In den vergangenen Jahren wurden im Landkreis Cuxhaven die Wichernschule, die Wittmackschule, die Schule am Feldkamp und die Schule am Alten Postweg geschlossen. Mit dem Verkauf des Gebäudes der Gorch-Fock-Schule fehlen damit fünf Schulen, weil für die wegfallenden Kapazitäten keinerlei Ersatz geschaffen wurde. Das Ergebnis dieser Politik ist ein einziges Chaos, ein Stolpern von einem Provisorium ins nächste: Ein Mensazelt, zahlreiche Klassenraumcontainer und schließlich auch Mensacontainer für die Bleickenschule, eine Außenstelle der Schule am Meer im Gebäude der Wichernschule und eine Außenstelle der Bleickenschule zunächst auch in der Wichern- und zukünftig in der alten Realschule Cuxhaven. Hinzu kommen haarsträubende und teure politische Fehler. Zum Beispiel wurde das Gebäude der Gorch-Fock-Schule erst verkauft und jetzt soll es für viel Geld wieder zurückgemietet werden. Oder das Gebäude der alten Realschule Cuxhaven, das etwa zehn Jahre leer stand mit Mardern auf dem Dachboden und Wasser im Keller und jetzt aufwändig saniert werden soll, um es nach ein paar Jahren dann abzureißen. Und es wird noch widersprüchlicher: die Bleickenschule hat nicht genügend Räume für alle ihre Hauptschüler, soll nach dem Willen der Etablierten aber dennoch in einer Oberschule oder gar in eine integrierte Gesamtschule umgewandelt werden, wofür sie noch mehr Räume benötigen würde!

Es gibt im Landkreis nur eine politische Kraft, die all diesen Unsinn ablehnt und stattdessen fordert, die bewährten Strukturen zu erhalten. Eigentlich sollte es doch selbstverständlich sein, dass man sich vor dem Schließen einer Schule um Ersatz kümmert oder eine Schule, die nicht genügend Räume hat nicht in eine Schulform umwandelt, die zu noch höheren Schülerzahlen führt. Schüler und Lehrer leiden sehr unter diesen Zuständen, überfüllte Klassen, das Pendeln zu Außenstellen und fehlende Räume belasten den Schulalltag sehr.

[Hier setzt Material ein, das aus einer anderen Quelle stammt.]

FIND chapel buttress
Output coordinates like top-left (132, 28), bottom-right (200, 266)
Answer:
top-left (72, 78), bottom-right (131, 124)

Da könnte man meinen, die Schüler- und Elternvertreter würden die AfD beim politischen Kampf gegen diese Chaos-Politik im Schulbereich unterstützen, doch weit gefehlt, beide haben das tagtägliche Schlechtmachen der AfD in den etablierten Medien offenbar so verinnerlicht, dass sie diese Vorschläge der Altparteien unterstützen und dem AfD-Vertreter in der letzten Schulausschuss-Sitzung vorwarfen, die Interessen der Schüler nicht zu berücksichtigen. Ein trauriges Beispiel dafür, wie die etablierte Dauer-Berieselung in den Medien Menschen dazu bringen kann, den Problemverursachern blind zu folgen und die einzige sich gegen diesen Unsinn wehrende politische Kraft zu verteufeln.